Helen Butler, executive director of the Georgia Coalition for the People’s Agenda, a civil rights group, testified that she had been removed from the board of elections in rural Morgan County, an hour or so east of Atlanta, after the state Legislature changed the way the county chooses members of the board.

Georgia state Sen. Sally Harrell, a Democrat, told the committee that the Republican-controlled Legislature had made these changes in Howard and other counties in little-noticed portions of the “local consent calendar,” which the state Legislature uses to package together many different small pieces of legislation that are hyperlocal. “It took us a while to catch on,” she said.

Zero Republican senators on the Senate Rules Committee attended the hearing, and the GOP also did not call any witnesses.

U.S. Sen. Raphael Warnock (D-GA) (2nd R) speaks during a U.S. Senate Rules Committee Georgia Field Hearing on the right to vote at the National Center for Civil and Human Rights on July 19, 2021 in Atlanta, Georgia. (Elijah Nouvelage/Getty Images)

Warnock, second from right, speaks during the hearing. (Elijah Nouvelage/Getty Images)

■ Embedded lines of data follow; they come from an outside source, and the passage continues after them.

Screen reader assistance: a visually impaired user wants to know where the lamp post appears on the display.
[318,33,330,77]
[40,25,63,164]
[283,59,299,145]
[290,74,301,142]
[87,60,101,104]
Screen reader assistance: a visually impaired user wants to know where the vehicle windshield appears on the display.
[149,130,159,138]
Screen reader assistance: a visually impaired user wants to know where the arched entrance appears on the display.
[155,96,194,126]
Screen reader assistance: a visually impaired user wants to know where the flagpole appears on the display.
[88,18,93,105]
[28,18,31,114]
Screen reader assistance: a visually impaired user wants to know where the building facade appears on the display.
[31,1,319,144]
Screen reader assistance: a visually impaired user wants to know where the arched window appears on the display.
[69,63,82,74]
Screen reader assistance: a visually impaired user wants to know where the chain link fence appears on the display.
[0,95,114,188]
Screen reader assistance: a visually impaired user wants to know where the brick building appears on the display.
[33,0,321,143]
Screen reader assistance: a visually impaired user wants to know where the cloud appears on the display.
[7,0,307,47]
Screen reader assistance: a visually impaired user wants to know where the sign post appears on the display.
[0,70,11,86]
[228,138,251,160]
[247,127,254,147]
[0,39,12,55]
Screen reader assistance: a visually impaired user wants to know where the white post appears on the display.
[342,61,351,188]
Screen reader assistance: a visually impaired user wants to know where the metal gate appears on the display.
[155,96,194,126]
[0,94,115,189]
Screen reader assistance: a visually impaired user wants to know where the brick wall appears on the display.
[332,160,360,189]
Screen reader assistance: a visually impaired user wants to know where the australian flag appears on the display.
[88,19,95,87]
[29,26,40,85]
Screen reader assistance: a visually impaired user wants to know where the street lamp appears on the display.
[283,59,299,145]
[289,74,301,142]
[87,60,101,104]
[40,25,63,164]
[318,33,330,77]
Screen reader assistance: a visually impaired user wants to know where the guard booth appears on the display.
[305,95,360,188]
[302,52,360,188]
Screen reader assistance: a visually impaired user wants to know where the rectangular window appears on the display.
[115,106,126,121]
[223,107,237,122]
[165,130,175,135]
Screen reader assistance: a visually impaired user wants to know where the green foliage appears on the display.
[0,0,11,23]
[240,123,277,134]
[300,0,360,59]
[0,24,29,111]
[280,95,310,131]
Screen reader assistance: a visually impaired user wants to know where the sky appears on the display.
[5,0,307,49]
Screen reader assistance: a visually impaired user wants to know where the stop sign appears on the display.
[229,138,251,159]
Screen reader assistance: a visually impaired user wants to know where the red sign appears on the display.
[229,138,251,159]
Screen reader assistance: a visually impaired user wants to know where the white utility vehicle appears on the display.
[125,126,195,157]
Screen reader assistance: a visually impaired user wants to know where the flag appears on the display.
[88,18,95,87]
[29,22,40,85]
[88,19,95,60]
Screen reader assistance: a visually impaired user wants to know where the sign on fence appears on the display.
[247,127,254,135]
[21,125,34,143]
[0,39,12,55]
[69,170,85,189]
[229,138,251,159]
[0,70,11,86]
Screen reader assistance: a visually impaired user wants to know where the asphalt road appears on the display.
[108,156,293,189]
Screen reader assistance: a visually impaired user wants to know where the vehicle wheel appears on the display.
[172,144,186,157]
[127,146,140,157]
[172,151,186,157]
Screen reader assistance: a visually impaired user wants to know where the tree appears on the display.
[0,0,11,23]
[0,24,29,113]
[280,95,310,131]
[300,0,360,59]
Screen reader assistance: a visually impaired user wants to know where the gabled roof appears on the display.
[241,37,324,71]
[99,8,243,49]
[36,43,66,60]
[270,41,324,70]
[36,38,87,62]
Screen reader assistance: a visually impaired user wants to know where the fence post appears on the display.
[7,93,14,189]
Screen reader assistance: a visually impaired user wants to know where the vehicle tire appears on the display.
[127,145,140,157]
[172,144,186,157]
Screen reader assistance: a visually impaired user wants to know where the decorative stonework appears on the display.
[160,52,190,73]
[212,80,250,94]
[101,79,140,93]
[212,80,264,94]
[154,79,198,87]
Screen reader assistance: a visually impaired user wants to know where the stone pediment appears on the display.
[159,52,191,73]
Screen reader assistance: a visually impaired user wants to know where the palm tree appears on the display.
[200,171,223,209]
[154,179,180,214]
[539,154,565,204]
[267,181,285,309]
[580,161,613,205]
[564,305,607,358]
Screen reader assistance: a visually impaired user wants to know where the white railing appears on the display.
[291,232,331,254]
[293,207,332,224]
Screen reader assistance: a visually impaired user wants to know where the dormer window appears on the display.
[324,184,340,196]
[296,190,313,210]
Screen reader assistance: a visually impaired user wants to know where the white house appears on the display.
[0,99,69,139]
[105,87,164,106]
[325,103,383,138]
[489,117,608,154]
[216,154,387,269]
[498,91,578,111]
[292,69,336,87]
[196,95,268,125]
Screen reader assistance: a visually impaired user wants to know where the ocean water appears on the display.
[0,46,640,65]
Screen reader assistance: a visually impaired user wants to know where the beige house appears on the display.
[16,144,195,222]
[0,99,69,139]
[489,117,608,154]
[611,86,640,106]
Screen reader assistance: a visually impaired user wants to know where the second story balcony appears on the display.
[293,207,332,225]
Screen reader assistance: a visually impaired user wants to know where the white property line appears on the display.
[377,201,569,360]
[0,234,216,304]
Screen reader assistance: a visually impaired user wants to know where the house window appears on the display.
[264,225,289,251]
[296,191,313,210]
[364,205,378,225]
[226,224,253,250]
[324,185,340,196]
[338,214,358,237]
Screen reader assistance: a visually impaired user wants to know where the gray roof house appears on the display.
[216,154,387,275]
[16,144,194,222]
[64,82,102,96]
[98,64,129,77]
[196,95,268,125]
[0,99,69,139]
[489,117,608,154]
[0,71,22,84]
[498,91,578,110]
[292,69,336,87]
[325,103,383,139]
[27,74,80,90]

In early June, Protect Democracy, which calls itself a nonpartisan antiauthoritarianism organization, released a report noting that 21 measures had been passed into law this year that give state lawmakers greater control over elections and the ability to punish election officials, and that there are 216 provisions in 41 states that had been proposed and are under consideration.

Many of these provisions are being pushed by Republican lawmakers who claim to believe former President Donald Trump’s baseless claims about the 2020 election being stolen.

Two scholars of democracy, Steven Levitsky and Daniel Ziblatt, wrote this month in the Atlantic that the legislation would “allow Republicans in Arizona, Georgia, and elsewhere to do something Trump tried and failed to do in 2020: throw out ballots in rival strongholds in order to overturn a statewide result,” and that “the new laws impose criminal penalties for local election officials deemed to violate election procedure.”

“This will enable statewide Republican officials to compel local officials, via threats of criminal prosecution, to engage in electoral hardball. Throwing out thousands of ballots in rival strongholds may be profoundly antidemocratic, but it is technically legal, and Republicans in several states now have a powerful stick with which to enforce such practices,” wrote Levitsky and Ziblatt, who co-authored the 2018 book “How Democracies Die.”

The two academics were among the more than 100 experts on democracy who signed a letter in June urging Congress to “do whatever is necessary — including suspending the filibuster — in order to pass national voting and election administration standards that both guarantee the vote to all Americans equally, and prevent state legislatures from manipulating the rules in order to manufacture the result they want.”

A voting rights activist holds a sign that reads

A voting rights activist holds a sign with the image of Rep. John Lewis at a rally in Washington, D.C., on Saturday, the first anniversary of Lewis’s death. (Alex Wong/Getty Images)

In addition to Warnock’s bill, there is also discussion of Congress passing national standards for election administration — some of which is in the For the People Act — and of reforming the Electoral Count Act of 1887.

That law, which is derided by some scholars as muddled and unclear, stipulates how Congress should litigate a contested election. It has never been invoked, but the vagueness of the statute is an invitation to chaos or abuse, experts say.